Türkiye'nin günlerdir konuştuğu 6 yaşındaki çocuğun istismarı davası bugün görülmeye başlarken davanın görüleceği adliye önünde protesto eden grupların yanı sıra destek için gelenler de yer aldı. Duruşmanın kapalı yapılmasına ve yayın yasağı getirilmesine karar verildi.

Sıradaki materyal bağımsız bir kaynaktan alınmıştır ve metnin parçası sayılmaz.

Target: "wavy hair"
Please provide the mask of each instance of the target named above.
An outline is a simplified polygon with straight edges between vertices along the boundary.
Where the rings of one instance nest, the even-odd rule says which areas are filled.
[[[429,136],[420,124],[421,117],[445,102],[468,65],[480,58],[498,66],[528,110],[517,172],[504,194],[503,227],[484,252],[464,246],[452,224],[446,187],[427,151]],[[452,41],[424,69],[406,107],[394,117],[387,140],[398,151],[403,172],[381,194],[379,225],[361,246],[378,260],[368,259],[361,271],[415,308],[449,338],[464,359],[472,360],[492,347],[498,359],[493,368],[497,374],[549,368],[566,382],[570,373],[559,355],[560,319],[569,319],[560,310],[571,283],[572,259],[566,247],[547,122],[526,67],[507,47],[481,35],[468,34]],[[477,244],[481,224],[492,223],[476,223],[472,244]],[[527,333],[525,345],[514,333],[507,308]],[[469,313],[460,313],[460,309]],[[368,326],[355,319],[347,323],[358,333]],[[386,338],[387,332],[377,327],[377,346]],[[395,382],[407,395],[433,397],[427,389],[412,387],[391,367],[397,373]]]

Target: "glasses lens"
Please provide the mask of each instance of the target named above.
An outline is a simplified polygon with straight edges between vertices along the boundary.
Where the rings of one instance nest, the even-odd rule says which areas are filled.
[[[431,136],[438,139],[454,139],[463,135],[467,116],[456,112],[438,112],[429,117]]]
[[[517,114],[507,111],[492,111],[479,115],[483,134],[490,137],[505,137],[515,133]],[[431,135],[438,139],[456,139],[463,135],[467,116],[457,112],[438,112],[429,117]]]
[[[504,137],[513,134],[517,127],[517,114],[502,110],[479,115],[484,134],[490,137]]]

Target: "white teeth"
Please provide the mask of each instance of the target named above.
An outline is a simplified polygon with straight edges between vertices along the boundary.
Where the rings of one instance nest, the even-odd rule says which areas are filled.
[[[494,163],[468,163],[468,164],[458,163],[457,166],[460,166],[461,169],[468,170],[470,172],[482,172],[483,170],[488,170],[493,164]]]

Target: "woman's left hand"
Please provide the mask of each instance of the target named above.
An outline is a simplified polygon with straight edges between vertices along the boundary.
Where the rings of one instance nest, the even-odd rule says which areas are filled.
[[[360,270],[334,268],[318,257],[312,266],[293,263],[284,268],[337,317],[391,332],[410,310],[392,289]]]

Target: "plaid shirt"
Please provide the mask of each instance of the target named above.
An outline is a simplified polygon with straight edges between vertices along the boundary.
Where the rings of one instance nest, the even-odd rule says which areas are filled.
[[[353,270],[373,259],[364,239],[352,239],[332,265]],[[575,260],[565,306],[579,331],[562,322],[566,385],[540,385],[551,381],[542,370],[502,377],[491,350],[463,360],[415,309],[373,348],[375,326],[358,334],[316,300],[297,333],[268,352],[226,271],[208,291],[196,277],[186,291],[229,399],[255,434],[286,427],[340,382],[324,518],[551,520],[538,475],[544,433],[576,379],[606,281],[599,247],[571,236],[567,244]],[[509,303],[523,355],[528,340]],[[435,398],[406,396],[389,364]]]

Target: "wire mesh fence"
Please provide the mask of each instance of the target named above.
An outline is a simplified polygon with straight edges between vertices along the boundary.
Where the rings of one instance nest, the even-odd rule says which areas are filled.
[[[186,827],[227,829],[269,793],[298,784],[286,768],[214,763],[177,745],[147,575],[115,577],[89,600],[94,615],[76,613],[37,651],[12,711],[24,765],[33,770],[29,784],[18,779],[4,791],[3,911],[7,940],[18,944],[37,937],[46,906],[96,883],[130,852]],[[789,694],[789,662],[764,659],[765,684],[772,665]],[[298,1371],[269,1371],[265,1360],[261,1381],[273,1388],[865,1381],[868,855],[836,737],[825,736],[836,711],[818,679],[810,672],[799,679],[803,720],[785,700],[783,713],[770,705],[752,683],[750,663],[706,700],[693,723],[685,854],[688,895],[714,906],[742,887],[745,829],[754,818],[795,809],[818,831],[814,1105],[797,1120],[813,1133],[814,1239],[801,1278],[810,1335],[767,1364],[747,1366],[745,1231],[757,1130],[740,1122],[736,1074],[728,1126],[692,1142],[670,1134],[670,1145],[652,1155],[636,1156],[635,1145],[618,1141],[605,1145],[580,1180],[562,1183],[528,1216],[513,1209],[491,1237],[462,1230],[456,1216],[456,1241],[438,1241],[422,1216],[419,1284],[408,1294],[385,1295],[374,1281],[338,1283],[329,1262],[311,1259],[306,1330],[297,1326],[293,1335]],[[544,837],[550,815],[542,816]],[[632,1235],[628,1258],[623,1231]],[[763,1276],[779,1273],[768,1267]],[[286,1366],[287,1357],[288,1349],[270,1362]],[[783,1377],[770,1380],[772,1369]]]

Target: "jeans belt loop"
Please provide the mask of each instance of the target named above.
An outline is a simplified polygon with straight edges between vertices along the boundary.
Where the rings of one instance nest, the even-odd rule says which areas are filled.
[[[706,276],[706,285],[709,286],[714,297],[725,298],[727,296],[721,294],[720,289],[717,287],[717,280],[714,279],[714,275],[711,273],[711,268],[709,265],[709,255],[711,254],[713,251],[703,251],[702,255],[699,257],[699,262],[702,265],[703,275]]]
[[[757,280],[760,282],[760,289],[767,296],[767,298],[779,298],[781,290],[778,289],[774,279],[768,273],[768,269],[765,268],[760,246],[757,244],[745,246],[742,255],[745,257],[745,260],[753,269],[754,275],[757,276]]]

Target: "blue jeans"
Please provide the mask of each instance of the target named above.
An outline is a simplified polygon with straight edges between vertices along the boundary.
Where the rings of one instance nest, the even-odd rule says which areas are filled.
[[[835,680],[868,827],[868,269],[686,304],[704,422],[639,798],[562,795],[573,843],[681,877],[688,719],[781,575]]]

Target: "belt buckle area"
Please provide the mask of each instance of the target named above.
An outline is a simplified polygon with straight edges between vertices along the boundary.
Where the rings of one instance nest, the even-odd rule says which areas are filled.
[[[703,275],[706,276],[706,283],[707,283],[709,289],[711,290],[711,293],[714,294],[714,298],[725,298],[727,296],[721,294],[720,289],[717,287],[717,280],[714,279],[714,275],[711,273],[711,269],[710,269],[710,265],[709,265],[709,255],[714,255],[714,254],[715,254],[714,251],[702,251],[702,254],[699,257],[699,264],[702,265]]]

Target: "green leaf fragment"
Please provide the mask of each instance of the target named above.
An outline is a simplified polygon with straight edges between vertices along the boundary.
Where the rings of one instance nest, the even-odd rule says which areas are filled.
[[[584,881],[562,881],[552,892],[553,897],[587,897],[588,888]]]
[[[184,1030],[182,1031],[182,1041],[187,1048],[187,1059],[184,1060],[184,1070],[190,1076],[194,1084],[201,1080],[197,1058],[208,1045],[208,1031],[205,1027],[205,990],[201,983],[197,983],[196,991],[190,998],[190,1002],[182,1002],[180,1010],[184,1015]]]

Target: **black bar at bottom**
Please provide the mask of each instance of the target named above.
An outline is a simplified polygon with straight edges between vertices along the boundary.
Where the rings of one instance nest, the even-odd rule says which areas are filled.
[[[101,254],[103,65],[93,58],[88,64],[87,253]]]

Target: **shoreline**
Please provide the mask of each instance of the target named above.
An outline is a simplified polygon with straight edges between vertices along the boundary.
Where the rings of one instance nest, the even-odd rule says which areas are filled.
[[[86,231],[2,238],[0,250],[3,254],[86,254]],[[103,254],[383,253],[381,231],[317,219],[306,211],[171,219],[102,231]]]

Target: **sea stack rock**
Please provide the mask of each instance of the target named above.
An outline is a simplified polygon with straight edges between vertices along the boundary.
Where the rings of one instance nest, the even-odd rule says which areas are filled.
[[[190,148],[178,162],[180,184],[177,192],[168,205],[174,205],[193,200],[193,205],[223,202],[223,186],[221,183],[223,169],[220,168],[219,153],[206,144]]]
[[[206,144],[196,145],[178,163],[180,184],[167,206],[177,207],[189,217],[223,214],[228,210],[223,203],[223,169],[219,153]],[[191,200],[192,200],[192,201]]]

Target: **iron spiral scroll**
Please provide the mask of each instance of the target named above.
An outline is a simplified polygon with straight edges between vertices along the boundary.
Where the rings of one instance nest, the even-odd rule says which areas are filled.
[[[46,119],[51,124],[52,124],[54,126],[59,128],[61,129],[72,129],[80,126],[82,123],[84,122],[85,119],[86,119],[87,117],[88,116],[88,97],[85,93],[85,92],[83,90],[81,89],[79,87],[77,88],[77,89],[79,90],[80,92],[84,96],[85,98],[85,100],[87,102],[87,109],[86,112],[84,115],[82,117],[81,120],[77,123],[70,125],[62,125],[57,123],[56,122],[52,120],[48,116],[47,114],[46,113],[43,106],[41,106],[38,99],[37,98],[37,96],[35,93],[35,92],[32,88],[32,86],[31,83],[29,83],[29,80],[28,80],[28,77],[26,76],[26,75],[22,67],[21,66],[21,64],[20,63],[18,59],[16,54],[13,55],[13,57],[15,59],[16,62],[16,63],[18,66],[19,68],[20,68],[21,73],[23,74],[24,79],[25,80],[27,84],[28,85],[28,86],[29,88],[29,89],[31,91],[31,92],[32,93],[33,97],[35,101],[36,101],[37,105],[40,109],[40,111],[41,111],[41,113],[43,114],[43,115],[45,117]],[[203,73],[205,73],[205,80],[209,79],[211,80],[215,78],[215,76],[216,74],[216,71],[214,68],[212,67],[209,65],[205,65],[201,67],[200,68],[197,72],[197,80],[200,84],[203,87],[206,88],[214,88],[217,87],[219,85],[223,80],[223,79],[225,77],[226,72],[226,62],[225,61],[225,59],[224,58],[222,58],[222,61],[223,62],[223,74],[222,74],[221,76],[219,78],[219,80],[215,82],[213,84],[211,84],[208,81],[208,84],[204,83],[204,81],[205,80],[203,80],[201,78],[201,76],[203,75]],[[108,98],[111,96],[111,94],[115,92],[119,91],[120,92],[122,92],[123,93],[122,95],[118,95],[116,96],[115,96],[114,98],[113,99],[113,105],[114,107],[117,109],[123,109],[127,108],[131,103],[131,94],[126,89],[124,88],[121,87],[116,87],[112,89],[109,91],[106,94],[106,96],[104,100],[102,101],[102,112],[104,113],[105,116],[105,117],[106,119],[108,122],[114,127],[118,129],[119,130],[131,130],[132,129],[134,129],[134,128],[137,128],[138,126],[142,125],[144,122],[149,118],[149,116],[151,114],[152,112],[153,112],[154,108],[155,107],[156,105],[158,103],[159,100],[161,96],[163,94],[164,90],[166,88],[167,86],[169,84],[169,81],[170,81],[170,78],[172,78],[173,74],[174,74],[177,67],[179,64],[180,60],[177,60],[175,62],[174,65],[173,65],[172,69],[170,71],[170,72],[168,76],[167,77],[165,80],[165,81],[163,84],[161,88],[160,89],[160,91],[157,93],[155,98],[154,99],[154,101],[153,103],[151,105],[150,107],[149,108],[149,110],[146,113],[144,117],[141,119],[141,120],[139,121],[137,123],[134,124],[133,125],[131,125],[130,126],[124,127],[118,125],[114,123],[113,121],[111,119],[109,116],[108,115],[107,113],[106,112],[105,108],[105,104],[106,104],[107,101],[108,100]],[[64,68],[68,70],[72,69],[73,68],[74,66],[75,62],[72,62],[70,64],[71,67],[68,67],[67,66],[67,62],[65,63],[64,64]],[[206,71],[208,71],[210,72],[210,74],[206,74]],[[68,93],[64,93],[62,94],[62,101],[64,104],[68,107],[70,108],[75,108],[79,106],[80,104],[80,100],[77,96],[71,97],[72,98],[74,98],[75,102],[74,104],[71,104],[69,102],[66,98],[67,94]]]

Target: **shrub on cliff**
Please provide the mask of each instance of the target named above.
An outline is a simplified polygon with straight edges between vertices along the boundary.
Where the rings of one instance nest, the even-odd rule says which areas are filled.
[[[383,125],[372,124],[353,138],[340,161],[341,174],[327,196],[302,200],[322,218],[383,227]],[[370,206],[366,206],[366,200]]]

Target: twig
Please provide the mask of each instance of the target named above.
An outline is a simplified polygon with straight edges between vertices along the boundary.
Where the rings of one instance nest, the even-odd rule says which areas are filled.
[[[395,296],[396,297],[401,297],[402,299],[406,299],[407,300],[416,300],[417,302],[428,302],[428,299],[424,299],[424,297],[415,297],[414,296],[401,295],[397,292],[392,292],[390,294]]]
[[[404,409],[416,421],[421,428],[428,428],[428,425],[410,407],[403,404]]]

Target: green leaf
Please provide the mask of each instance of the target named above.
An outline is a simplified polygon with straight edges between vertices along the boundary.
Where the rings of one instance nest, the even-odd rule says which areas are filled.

İsmailağa cemaatine bağlı Hiranur Vakfı’nın kurucusu Y.Z.G.’in 6 yaşındayken kızı H.K.G.'yi sözde dini nikahla 29 yaşındaki K.İ. ile evlendirdiği iddiaları Türkiye'nin gündemine oturmuştu. Küçük kızın yıllarca cinsel istismara maruz kalmasına göz yumduğu iddiaları kamuoyunda infial yaratırken, olayın, mağdur H.K.G.’nin şikâyetiyle ortaya çıkmasının ardından savcılık soruşturma başlatmış ve K.İ. hakkında 67 yıl 10 ay 15 gün, baba Y.Z.G. ve anne F.G. hakkında ise 22 yıl 6’şar ay hapis cezası istemiyle dava açılmıştı. Aile Sosyal Hizmetler Bakanlığı’nın başvurusu sonrası baba Y.Z.G. ile K.İ., 15 Aralık 2022’de tutuklanmıştı.
'SAĞLIĞI BOZULDU' RAPORU
Bugün Anadolu 2. Ağır Ceza Mahkemesi’nde görülecek ilk duruşmaya, tutuklu sanıklar K.İ. ile Y.Z.G.’in Ses ve Görüntü Bilişim Sistemi (SEGBİS) ile katılması bekleniyor. Bu arada Adli Tıp Kurumu’nun, olay nedeniyle mağdurenin ruh ve beden sağlığının bozulduğuna dair raporunun da mahkemeye gönderildiği öğrenildi.
İFADELERİ ORTAYA ÇIKTI
6 yaşındaki çocuğun evlendirilmesiyle ilgili dava kapsamında tutuklanan K.İ. ve baba Y.Z.G.'in ifadeleri ortaya çıktı. Hiranur Vakfı kurucusu Y.Z.G.'in 6 yaşında kızı H.K.G.'yi 29 yaşındaki K.İ. ile dini nikahla evlendirdiği iddialarına ilişkin iddianame kabul edildi. İddianamede K.İ. hakkında 30 yıldan az olmamak, baba Y.Z.G. ve anne F.G. hakkında da 18 yıldan az olmamak kaydıyla hapis cezası istendi. H.K.G. ve Aile Sosyal Hizmetler Bakanlığı avukatı tarafından tutuksuz sanıklar K.İ. ve Y.Z.G. hakkında tutuklama talep edildi. İstanbul Anadolu 2. Ağır Ceza Mahkemesi sanıklar K.İ. ve Y.Z.G. hakkında üzerlerine atılı suçun vasıf ve mahiyeti, atılı suçun katalog suçlardan olması, bilirkişi raporu, bu suç için yasada ön görülen alt ve üst sınırları, bu nedenle oluşan kaçma şüphesi ve mevcut delil durumu nedeniyle ayrı ayrı tutuklanmalarına yönelik haklarında yakalama emri çıkartılmasına karar verdi. Kararın ardından harekete geçen polis ekipleri, önce K.İ.'yi Pendik'te gözaltına aldı. K.İ., İstanbul Emniyet Müdürlüğü Asayiş Şube Müdürlüğü'ne getirildi. Daha sonra ise baba Y.Z.G. gözaltına alındı. K.İ. ve Y.Z.G. sağlık kontrolünün ardından adliyeye sevk edildi. 2. Ağır Ceza Mahkemesinde hakim karşısına çıkan Y.Z.G. ve K.İ.'nin ifadeleri ortaya çıktı.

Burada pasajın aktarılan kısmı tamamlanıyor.